The Rs 4,366 crore contract for the K9 Vajra is meant to arm 18 regiments of the Indian Army, and replace the 50-year-old 105-mm Abbott.
New Delhi: Defence Minister Nirmala Sitharaman will Friday preside over the induction of the heaviest gun the country has ever had, assembled in India as part of a deal between a domestic firm and a South Korean counterpart.
In the sparse hills of Devlali near Nashik, Maharashtra, the (K9) Thunder will peal.
The K9, called the Vajra in its customised Indian version, is a tracked and self-propelled piece of artillery originally developed by Samsung for the South Korean military.
Although the Vajra looks like a tank, it is a 155-mm/52-calibre cannon mounted on tracked chassis — the millimetre figure being the size of the shell it can fire, and the calibre the length of the barrel it fires from.
By common consent, military aficionados will call the induction “the breaking of the Bofors jinx”.
The Bofors guns, with their “shoot-and-scoot” technology — the ability to fire a shell and move away from its location by up to three kilometres — were the last piece of artillery that India imported. It has been 31 years since.
Over the years, Bofors has come to be synonymous with corruption amid allegations — raked up by rivals of the Congress to this day — that the then Prime Minister Rajiv Gandhi was bribed by the Swedish gun manufacturer. India has not been able buy heavy guns since for bureaucratic fear and political apathy.
Replacing half-a-century-old guns
The Rs 4,366 crore contract for the Vajra is meant to arm 18 regiments, and replace the 50-year-old 105-mm Abbott, which India inherited from the British in 1964.
Mounted on a tank chassis, Abbott was India’s first and only self-propelled gun.
The Vajra is now being assembled — in a ‘Make in India’ initiative — by Larsen and Toubro from completely knocked-down kits (CKDs) imported from South Korea, at facilities in Talegaon, Maharashtra, and in Hazira, Gujarat.
“After 1971, till the year 2000, there was only one major field artillery induction which was 155-mm/39-calibre field howitzer 77B (Bofors),” a Defence Ministry note accessed by ThePrint says.
“It had a maximum range of 24,000 metres (24 km) with HE (high explosive ordnance) and 30,000 metres (30 km) with base bleed shells.
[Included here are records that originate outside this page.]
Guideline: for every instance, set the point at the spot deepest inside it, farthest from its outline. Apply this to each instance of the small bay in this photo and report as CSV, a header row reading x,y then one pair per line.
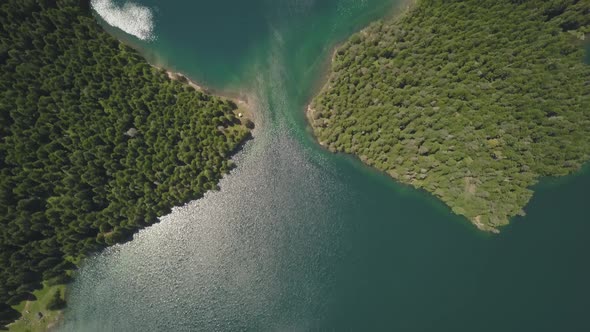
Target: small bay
x,y
300,239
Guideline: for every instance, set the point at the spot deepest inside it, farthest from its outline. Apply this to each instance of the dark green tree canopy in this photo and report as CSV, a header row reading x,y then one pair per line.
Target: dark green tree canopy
x,y
94,143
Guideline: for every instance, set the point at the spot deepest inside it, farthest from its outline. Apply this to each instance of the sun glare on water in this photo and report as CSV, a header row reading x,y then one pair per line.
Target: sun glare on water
x,y
132,18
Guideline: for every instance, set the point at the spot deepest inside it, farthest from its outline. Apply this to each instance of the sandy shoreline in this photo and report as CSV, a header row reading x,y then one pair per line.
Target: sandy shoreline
x,y
243,101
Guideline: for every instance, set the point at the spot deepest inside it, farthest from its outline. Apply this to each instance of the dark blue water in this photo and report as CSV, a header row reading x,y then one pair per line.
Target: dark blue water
x,y
300,239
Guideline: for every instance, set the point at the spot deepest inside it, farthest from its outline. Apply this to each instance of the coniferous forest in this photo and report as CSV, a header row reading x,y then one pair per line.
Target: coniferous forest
x,y
471,100
94,142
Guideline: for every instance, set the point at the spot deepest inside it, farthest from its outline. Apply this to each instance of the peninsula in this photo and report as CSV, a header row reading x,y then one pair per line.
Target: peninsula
x,y
95,144
473,101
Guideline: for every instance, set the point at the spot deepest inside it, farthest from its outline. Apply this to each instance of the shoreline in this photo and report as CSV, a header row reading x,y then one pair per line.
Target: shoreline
x,y
404,8
324,80
243,101
245,113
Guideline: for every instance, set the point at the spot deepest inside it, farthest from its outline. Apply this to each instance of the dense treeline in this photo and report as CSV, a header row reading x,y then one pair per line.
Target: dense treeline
x,y
95,143
470,100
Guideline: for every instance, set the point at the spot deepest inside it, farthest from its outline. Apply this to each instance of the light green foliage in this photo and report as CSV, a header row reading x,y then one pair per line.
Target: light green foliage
x,y
471,100
95,143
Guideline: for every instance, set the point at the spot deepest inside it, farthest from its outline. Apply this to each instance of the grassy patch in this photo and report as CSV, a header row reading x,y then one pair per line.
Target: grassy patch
x,y
35,315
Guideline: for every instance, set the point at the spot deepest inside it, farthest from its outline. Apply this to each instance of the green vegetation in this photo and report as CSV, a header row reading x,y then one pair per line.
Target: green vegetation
x,y
94,143
471,100
38,315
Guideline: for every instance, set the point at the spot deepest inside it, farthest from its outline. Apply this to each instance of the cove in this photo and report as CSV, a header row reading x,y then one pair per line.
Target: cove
x,y
300,239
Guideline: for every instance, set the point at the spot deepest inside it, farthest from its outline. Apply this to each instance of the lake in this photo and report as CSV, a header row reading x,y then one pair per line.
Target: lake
x,y
299,239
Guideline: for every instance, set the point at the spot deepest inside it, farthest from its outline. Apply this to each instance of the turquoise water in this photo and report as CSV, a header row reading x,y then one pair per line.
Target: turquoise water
x,y
299,239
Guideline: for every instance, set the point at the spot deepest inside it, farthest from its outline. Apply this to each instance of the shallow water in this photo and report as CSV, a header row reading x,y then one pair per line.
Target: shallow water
x,y
299,239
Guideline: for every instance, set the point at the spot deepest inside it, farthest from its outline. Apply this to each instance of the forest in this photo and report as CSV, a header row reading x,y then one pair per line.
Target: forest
x,y
471,100
95,143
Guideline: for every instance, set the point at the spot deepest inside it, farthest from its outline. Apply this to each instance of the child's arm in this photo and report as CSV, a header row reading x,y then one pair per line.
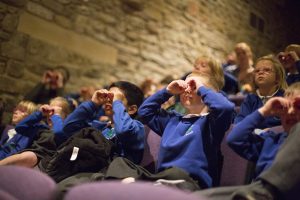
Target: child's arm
x,y
84,113
241,138
25,126
128,130
80,117
245,110
150,111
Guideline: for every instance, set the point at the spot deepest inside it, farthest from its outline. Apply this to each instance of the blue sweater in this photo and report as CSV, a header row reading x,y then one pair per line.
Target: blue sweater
x,y
257,148
251,104
26,130
293,78
189,143
129,133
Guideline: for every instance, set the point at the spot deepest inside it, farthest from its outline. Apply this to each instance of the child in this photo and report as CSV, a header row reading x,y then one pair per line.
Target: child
x,y
262,148
16,136
269,81
290,59
190,144
120,104
46,139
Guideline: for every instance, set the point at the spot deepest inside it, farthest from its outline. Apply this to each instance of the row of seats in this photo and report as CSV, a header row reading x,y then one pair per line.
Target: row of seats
x,y
19,183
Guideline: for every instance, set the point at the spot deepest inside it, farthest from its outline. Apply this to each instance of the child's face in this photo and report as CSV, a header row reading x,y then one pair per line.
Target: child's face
x,y
202,66
264,74
189,99
292,116
19,114
118,95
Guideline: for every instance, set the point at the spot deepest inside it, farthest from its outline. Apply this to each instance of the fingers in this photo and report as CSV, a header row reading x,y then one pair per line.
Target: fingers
x,y
102,96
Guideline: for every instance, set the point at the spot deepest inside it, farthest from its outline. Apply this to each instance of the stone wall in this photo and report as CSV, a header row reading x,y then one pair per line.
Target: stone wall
x,y
101,41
It could fire HE, smoke and base bleed shells,” the note adds.
Base bleed shells are bombs that have fire in their bottoms while being propelled through the air.
For the armoured divisions
The K9 Vajra is meant for armoured divisions, which form a part of the Indian Army’s strike corps.
The Army has three strike corps — 1, 2 and 21 — whose mission in war is to scythe through the western border with Pakistan. A fourth strike corps, 17, is limping. It is headquartered near Ranchi and tasked with duties in the mountains near the China frontier.
Along with the K9 Vajra, the Army will also induct at the Devlali Artillery ranges Friday the M777 ultra light howitzers.
These 155-mm/39-calibre guns can be airlifted, underslung from the Chinook helicopters (that the IAF has contracted), or stuffed into the C130J Hercules transporters that are in the IAF fleet.
Tow trucks to carry the artillery pieces are part of the package.
The Indian Army had a Field Artillery Rationalisation Plan (FARP) to give itself firepower, a weak area for India in the 1999 Kargil War despite the Bofors.
“In the 21st century, artillery once again pushed for modernisation,” says the ministry note.
In the plan now, the Indian Army is looking at a firepower field that will be new by 2022. The K9 Vajra (Thunder) is part of that plan. The other pieces of fire-spitting artillery are an upgunned 155-mm/45-calibre Soltam (Israel origin), a 155-mm/45-calibre Dhanush that is being derived from hitherto archived technology-transfer documents from the Swedish maker of Bofors, and another gun of the same measurements to be made by the Ordnance Factory Board.
It is the K9 Vajra (Thunder), however, that will be the mainstay. A regiment of artillery has about 20 guns. So far, a piece of artillery needed a seven-member crew. Inside the Vajra, its three-member crew will be told on computer screens where, how and what to fire.